Zwei große helle Räume

Es sind zwei große helle Räume, in denen Kinder fröhlich spielen. Zwei der Kleinen sitzen links und rechts von Silvia Krämer und lassen sich vorlesen. „Wir fühlen uns wohl hier“, erklärt Jutta Müller, die die Außengruppe leitet. Es sei aber auch einiges dafür getan worden, damit die Räumlichkeiten Wohlfühlatmosphäre bekamen, erklärt die Verwaltung. Die einstige Küche war von der Evangelischen Kirchengemeinde etwas provisorisch zu einer Krippe für Flüchtlingskinder umgebaut worden. Etwa eineinhalb Jahre war danach die „Krümelstube“, die Krippengruppe des Kinderhaus Spatzennest, hier untergebracht. In den Räumen verliefen aber immer noch riesige Heizrohre und Metallkästen, die ließ die Stadt im Sommer entfernen. Außerdem wurde in den Sanitäranlagen ein zweites Waschbecken eingebaut und neues Mobiliar angeschafft. Müller hat im September die Handwerksarbeiten organisiert und vor allem geputzt. Hausmeister Freddy Wägele sei eine große Hilfe, und sie freue sich, dass er gleich nebenan sein Büro hat.
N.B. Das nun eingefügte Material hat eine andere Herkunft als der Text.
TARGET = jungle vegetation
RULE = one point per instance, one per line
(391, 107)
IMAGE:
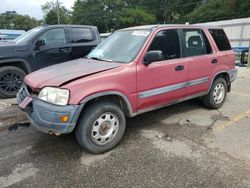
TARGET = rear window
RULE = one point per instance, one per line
(78, 35)
(220, 39)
Am 1. Oktober zogen die ersten Kinder ein. Inzwischen werden laut Stadtverwaltung zehn Kinder betreut und ab Februar sind es 15 Kinder, im Alter von drei bis sechs Jahren. Sprache und Bewegung in der Natur werden ganz großgeschrieben. Mangels eines Gartens gehen die Erzieherinnen mit ihren Kleinen nahezu täglich raus in die Natur. „Wir sind fast jeden Tag oben am Lohbauerdenkmal oder nutzen die Spielgeräte auf dem Siloahgelände“, erzählt Müller. Freitags nutzt die Gruppe die Turnhalle im Kindergarten Felderhalde. Krämer hat Sport als Schwerpunkt. Sprachförderung sei ein weiterer wichtiger Baustein. Müller hat sich auf Sprachförderung spezialisiert und das zehn Jahre im Kindergarten Felderhalde praktiziert. Beste Voraussetzungen also für jene Kinder, deren Muttersprache nicht Deutsch ist.

Kooperation mit „Stamm-Kindergarten“

Die Kooperation mit dem „Stamm-Kindergarten“ Felderhalde funktioniere in weiteren Punkten. Der Sechsjährige beispielsweise nimmt am Schulanfängerprogramm des Kindergartens Felderhalde teil, begleitet von Selina Nagele, die ihr Freiwilliges Soziales Jahr im Bunten Haus macht. Einer der Jungs darf den Gong schlagen, der zum gemeinsamen Frühstück ruft. Die Kinder setzen sich um den Tisch und packen ihre appetitlich und gut bestückten Vesperdosen aus. Bevor die Brote, Möhrenstückchen oder Apfelschnitze verspeist werden dürfen, wird noch ein Lied gesungen.